We recently initiated coverage on Schneider National (SNDR - Free Report) — a leading transportation and logistics services company. Founded in 1935, it offers a portfolio of premier truckload, intermodal and logistics solutions. Additionally, Schneider National, which went public in April 2017, operates one of the largest for-hire trucking fleets in North America.
The Bullish Case
In 2018, revenues at Schneider National’s intermodal unit increased 22.3% on a year-over-year basis mainly driven by favorable pricing and volume growth. At the intermodal unit, orders improved 9.9% on conversion of over-the-road freight to intermodal. Operating ratio (operating expenses as a percentage of revenues) also improved 690 basis points to 86.4%. We expect the intermodal unit to continue performing well in 2019, courtesy of strong order volumes.
At the company’s logistics unit, revenues rose 22.8% on a year-over-year basis in 2018 primarily on strong brokerage business. Brokerage volumes at the same unit increased 17% backed by favorable market conditions. Operating ratio improved 50 basis points to 95.4% in 2018. We expect the logistics unit to continue performing well in 2019 owing to favorable brokerage volumes and net revenue management. Additionally, contract price improvements should boost truckload revenues going forward.
This Zacks Rank #3 (Hold) company’s strong balance sheet is an added positive. Schneider National’s debt-to-capitalization ratio improved to 16.4% in 2018 from 19% in 2017, reflecting its healthy financial structure. The company’s debt-reduction efforts are impressive as well.
Riding on its strong balance sheet, Schneider National reduced its debt levels by $29 million in 2018. The company’s efforts to reward its shareholders also substantiate its strong financial health.
The Bearish Case
Schneider National’s First to Final Mile (FTFM) business incurred significant operating losses in 2018, which negatively impacted operating ratio of its truckload segment. Even though the company is taking steps to boost its FTFM operation, it still expects the business to incur an operating loss in 2019.

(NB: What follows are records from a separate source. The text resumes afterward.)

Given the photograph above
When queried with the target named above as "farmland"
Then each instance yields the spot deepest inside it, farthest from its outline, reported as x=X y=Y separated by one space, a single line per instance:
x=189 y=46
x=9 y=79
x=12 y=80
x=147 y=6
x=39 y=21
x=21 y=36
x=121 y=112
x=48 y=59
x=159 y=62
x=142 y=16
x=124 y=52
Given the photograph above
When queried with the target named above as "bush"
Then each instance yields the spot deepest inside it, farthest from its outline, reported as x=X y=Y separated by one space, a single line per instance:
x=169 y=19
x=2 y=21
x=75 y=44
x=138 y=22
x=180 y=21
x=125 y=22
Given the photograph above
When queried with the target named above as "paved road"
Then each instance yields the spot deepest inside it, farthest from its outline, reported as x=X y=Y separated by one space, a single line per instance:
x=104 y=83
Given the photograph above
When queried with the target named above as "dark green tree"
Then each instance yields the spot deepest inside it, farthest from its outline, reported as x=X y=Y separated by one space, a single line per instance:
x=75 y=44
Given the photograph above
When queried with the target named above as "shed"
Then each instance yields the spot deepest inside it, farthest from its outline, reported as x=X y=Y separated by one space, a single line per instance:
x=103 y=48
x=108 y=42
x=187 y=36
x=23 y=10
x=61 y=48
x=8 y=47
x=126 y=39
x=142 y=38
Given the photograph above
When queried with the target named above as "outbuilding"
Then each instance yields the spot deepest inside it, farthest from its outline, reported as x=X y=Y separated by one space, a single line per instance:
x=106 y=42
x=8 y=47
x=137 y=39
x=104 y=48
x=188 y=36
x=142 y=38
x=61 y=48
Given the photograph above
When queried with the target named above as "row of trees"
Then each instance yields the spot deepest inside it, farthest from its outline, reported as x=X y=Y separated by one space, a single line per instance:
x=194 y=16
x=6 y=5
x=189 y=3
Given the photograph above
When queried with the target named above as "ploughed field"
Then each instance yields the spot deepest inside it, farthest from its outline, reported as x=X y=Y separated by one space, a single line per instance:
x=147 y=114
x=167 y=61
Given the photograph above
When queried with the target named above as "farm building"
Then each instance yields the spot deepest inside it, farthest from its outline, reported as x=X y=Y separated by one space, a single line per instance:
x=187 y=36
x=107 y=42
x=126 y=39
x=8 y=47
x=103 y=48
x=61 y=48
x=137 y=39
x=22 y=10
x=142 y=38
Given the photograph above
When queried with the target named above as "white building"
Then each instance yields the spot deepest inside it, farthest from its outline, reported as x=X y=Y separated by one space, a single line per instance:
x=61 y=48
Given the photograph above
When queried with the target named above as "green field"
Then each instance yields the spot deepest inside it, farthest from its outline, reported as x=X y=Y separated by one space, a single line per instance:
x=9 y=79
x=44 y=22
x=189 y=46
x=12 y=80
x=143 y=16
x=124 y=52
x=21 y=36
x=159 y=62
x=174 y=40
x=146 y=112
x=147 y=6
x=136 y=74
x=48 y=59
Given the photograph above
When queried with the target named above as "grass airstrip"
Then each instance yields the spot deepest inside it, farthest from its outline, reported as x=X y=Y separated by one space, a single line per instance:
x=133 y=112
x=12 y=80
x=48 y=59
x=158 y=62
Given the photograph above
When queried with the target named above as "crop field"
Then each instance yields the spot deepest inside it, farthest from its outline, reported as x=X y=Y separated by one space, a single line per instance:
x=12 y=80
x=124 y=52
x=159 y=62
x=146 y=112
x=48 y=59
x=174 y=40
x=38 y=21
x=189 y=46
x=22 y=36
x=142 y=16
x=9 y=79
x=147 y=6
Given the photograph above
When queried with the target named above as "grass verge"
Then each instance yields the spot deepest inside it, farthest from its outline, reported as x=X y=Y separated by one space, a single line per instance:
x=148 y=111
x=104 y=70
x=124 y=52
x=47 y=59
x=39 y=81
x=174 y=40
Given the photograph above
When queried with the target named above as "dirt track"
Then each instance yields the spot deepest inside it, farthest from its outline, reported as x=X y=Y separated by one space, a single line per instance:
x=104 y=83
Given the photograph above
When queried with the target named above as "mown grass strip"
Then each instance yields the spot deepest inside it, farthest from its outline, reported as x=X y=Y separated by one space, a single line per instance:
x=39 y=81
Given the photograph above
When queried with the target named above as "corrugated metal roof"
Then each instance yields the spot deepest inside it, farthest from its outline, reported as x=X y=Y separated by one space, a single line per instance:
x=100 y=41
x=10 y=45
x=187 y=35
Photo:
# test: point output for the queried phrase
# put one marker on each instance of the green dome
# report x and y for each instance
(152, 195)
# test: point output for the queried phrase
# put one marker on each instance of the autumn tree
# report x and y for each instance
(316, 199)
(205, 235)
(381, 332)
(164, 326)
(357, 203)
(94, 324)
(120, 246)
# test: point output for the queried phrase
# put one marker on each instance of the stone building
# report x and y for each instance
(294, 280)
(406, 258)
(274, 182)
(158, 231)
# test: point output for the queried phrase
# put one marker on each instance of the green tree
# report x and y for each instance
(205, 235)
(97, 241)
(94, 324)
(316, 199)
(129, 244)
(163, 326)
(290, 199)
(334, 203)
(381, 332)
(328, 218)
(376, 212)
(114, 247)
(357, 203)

High operating expenses incurred by this Brown County, WI-based company are added concerns. In 2018, operating expenses increased a respective 12% and 22.5% from 2017 and 2016 levels. Markedly, increasing purchased transportation costs have been the main reason behind rising operating expenses.
At the company’s logistics unit, higher brokerage volumes have pushed up purchased transportation costs. Also, improved driver wages have resulted in an increase in salaries, wages and benefits. We expect the factors to be prevalent in 2019 as well, thereby bumping up operating expenses. This, in turn, might limit bottom-line growth.
Following its annual meeting in April 2019, Schneider National will witness a change at its helm with the retirement of Chris Lofgren. Lofgren, the company’s president and chief executive officer for 17 years, will be succeeded by Mark Rourke. In the event of Rourke failing to replicate the success of Lofgren, investor confidence in Schneider National might take a hit, hurting the stock price significantly.
A few better-ranked stocks worth considering in the Zacks Transportation sector are Azul (AZUL - Free Report) , Norfolk Southern (NSC - Free Report) and Radiant Logistics (RLGT - Free Report) , each carrying a Zacks Rank #2 (Buy). You can see the complete list of today’s Zacks #1 Rank (Strong Buy) stocks here.
Shares of Azul, Norfolk Southern and Radiant Logistics have rallied more than 9%, 28% and 50%, respectively, on a year-to-date basis.